Practically every organization that sells a product or offers a service has a customer service department. The consequences of poor customer services typically includes dissatisfied customers, lower sales, increased customer service costs and fewer customers that would buy the product or service again. A poor Customer Service department can have drastic consequences to the fortunes of an organization. Though to be fair, not all effects are caused by an inefficient Customer Service department.

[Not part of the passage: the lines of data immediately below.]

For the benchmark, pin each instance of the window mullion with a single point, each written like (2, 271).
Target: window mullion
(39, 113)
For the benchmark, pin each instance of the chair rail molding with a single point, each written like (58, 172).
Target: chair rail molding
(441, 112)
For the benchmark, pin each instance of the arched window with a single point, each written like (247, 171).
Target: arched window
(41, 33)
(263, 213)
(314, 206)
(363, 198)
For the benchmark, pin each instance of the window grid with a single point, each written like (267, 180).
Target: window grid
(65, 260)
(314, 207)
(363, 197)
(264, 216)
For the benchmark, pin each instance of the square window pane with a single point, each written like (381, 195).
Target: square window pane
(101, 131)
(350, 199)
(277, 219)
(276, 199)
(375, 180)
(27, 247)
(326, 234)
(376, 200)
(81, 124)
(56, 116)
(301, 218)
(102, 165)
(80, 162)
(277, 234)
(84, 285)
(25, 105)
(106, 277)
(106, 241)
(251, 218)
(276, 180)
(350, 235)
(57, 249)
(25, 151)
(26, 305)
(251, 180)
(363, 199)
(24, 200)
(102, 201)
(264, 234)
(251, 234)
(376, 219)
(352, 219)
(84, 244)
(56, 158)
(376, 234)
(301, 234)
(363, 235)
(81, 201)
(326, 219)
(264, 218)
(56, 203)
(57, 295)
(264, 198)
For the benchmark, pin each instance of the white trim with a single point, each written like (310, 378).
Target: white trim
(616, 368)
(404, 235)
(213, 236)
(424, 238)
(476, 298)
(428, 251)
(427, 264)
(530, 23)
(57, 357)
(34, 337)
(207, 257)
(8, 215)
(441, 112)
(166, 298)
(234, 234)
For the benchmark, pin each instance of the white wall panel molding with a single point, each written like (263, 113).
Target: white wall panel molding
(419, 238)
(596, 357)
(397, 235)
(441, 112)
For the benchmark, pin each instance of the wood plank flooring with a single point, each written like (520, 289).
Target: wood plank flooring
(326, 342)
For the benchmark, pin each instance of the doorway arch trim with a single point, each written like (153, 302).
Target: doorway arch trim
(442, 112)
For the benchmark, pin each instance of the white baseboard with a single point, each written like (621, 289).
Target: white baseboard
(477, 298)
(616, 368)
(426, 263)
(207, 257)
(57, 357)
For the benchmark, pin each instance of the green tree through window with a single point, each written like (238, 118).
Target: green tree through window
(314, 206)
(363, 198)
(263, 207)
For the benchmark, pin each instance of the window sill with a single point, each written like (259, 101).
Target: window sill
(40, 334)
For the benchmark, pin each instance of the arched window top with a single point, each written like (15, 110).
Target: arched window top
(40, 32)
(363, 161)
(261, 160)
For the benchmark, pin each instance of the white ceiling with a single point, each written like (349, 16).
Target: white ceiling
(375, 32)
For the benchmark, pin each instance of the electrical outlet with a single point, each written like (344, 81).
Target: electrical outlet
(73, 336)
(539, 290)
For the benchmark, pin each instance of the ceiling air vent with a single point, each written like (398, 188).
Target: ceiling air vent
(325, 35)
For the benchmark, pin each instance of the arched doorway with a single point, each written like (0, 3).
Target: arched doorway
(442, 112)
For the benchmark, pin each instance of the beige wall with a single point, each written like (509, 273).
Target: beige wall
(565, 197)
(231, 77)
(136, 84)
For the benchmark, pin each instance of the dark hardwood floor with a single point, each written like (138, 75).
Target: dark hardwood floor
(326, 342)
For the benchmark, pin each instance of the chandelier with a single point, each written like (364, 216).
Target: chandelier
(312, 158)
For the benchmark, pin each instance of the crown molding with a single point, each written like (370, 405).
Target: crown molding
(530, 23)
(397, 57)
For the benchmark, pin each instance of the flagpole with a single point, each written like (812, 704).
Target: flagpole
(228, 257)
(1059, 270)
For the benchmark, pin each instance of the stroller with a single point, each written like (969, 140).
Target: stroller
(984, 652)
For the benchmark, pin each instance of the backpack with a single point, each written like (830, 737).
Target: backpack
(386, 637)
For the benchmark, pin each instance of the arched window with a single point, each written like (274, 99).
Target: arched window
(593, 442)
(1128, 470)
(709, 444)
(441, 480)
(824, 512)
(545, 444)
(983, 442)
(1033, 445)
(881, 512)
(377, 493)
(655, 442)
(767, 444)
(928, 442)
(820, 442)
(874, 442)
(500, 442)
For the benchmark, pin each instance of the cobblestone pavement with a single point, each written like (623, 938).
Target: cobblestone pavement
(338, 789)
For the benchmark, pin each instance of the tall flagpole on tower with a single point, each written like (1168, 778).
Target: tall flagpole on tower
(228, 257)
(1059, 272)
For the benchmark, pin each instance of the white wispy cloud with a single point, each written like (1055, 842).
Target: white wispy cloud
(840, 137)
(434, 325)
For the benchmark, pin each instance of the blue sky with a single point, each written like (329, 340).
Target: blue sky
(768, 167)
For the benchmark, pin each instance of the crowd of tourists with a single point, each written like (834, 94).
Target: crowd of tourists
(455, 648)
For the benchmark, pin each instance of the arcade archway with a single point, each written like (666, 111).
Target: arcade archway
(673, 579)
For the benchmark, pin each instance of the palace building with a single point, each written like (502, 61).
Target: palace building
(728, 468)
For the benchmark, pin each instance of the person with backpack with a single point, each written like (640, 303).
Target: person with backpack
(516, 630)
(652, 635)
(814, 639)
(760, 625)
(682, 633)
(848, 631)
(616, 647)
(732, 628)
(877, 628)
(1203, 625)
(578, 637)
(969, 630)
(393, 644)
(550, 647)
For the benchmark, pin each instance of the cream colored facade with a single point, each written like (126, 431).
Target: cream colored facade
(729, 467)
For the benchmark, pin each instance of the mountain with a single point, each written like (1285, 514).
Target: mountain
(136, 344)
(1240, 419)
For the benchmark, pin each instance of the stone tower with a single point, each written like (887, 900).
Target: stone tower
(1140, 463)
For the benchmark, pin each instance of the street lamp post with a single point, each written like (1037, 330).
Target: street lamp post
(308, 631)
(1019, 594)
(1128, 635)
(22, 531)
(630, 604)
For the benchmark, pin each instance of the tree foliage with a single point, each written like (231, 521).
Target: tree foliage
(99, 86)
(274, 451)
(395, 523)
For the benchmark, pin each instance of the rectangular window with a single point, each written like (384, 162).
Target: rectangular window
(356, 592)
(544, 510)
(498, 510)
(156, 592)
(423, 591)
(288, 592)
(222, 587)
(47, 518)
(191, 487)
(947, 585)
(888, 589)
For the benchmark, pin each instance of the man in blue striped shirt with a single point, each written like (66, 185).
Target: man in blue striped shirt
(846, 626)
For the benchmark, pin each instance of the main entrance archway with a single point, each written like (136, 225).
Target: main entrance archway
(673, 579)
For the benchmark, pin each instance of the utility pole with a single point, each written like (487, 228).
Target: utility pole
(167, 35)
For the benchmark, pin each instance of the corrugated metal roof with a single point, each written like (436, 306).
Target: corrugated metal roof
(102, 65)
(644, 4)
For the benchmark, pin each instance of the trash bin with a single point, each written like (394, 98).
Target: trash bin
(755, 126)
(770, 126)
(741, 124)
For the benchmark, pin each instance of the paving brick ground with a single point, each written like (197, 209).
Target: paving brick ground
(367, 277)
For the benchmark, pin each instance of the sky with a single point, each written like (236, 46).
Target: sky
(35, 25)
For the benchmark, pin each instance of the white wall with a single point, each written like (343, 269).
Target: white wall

Here are some scenarios for Root Cause Analysis for Customer Service are:
- Scenario 1: Waiting time for customers is unacceptably long
- Scenario 2: Too many unresolved customer queries
- Scenario 3: No cross- or up-selling sales
Sometimes there may be a link between multiple problems. For example, the waiting time for customers is long because the agent is trying to resolve a call. Alternatively, the agent might not have access to the necessary resources and therefore takes longer than expected to close a call. There might be too many unresolved calls because the agent hasn’t had the necessary training on the product knowledge. Or, it could simply be that the training provided is not helping the agent resolve the queries.
Conducting a Pareto Analysis would be useful in these situations, especially Scenario 2. Read the When Do You Need to Use a Pareto Chart? article for an RCA scenario that is solved using Pareto Analysis.
Fortunately, there is not a whole lot a Customer Service department can do if the product or service offered by an organization is not up-to-the-mark. For example, a faulty design of a product will inevitably lead to dissatisfied customers. By performing an RCA, you would get to know all the causes, including design flaws.